Step 1: Think of a coupon bond as a bunch of zero coupon bonds. Thus, if you get semi-annual coupons, your first zero matures in 6 months, second in a year, etc. all the way up to the big zero you get at maturity. Step 2: See that the longer the time until maturity the more interest rate sensitive the zero is. The easiest way to see that is to see that since the amount of money you have grows exponentially, a change in interest rates affects things a long time away greatly but a zero that matures tomorrow is almost completely unaffected by interest rate changes. Step 3: The interest rate sensitivity of the coupon bond is an average of the interest rate sensitivities of all those different zero coupon bonds and the big one at the end. The big one at the end is the most sensitive so the average sensitivity is surely less than the sensitivity of the big one at the end. Step 4: See that a zero coupon bond is just “that big one at the end”
Thanks for all you help guys! One more…why does the value of a call option increase when RFR is higher and the value of a put increase when RFR is lower?

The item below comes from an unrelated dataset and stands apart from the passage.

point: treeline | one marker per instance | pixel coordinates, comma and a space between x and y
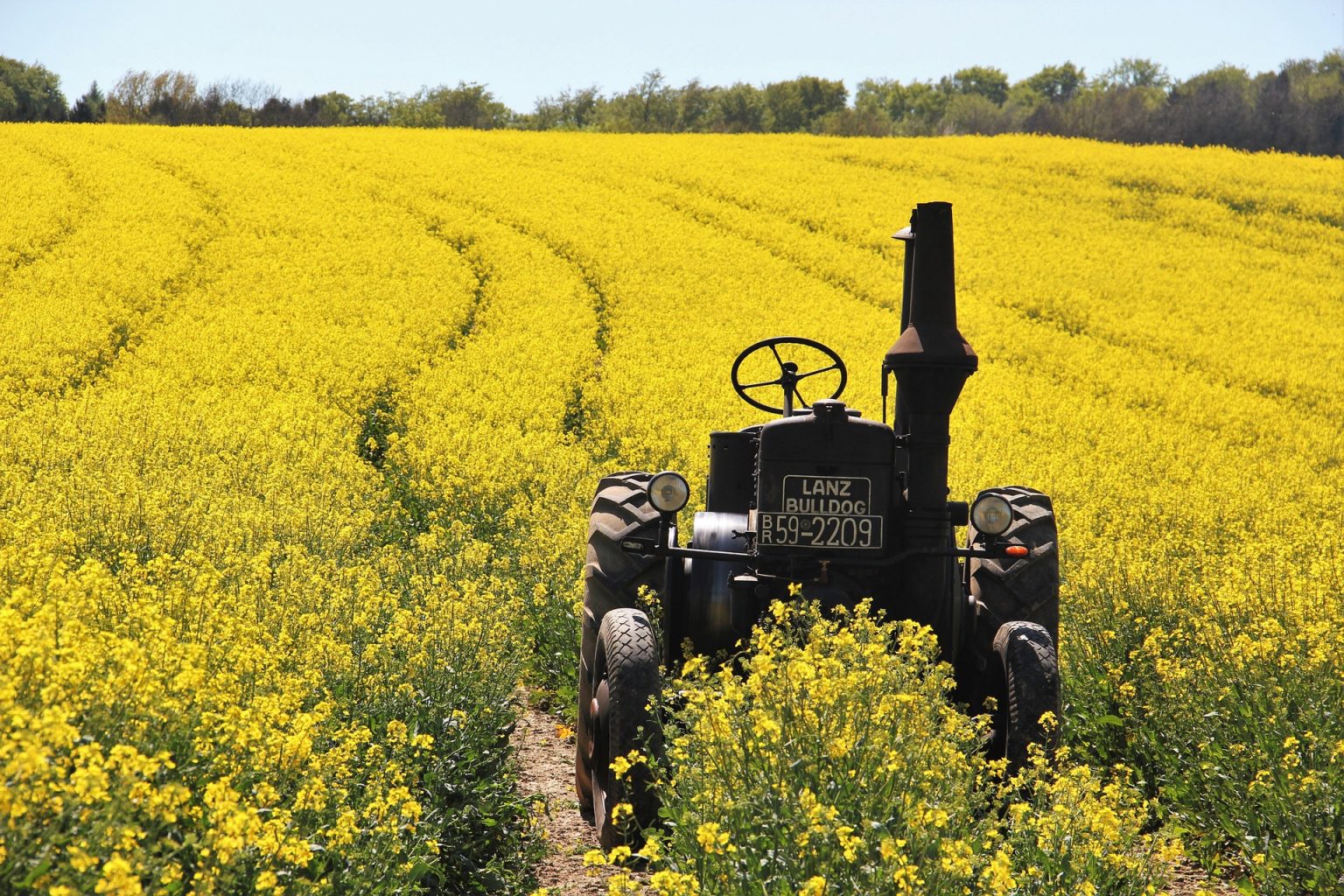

I’ll try this one. Fixed income is not my strong suit either… Intrinsic value of a call = Stock price - (strike price/1+rfr) therefore higher risk free rate higher intrinsic value Intrinsic value of a put = (strike price/1+rfr) - stock price therefore higher risk free rate = lower intrinsic value
That’s aa good menmonic but it only answers the question about why does the (discounted) intrinsic value of a call option increase as RFR increases. The relationship is broader than that and is true even for OTM options. The answer to this is really in Black Scholes or nearby but the way I think about it is using Put-Call parity (assume here that S > B but you can fix this up for S < B) From Put call parity: Stock + Put = Bond + Call so Stock - Bond = Call - Put => S - B = C - P As RFR increases the bond value decreases. That causes the S - B side to increase. So that means that C - P needs to increase. It’s not a huge stretch of the imagination to say that this happens by making C increase and P decrease and some real math shows that this is exactly what happens. Put another way, if RFR increases and you want to own the stock, you probably want to put your money in a high yielding bond and have a call option. That means the call has to cost you more money.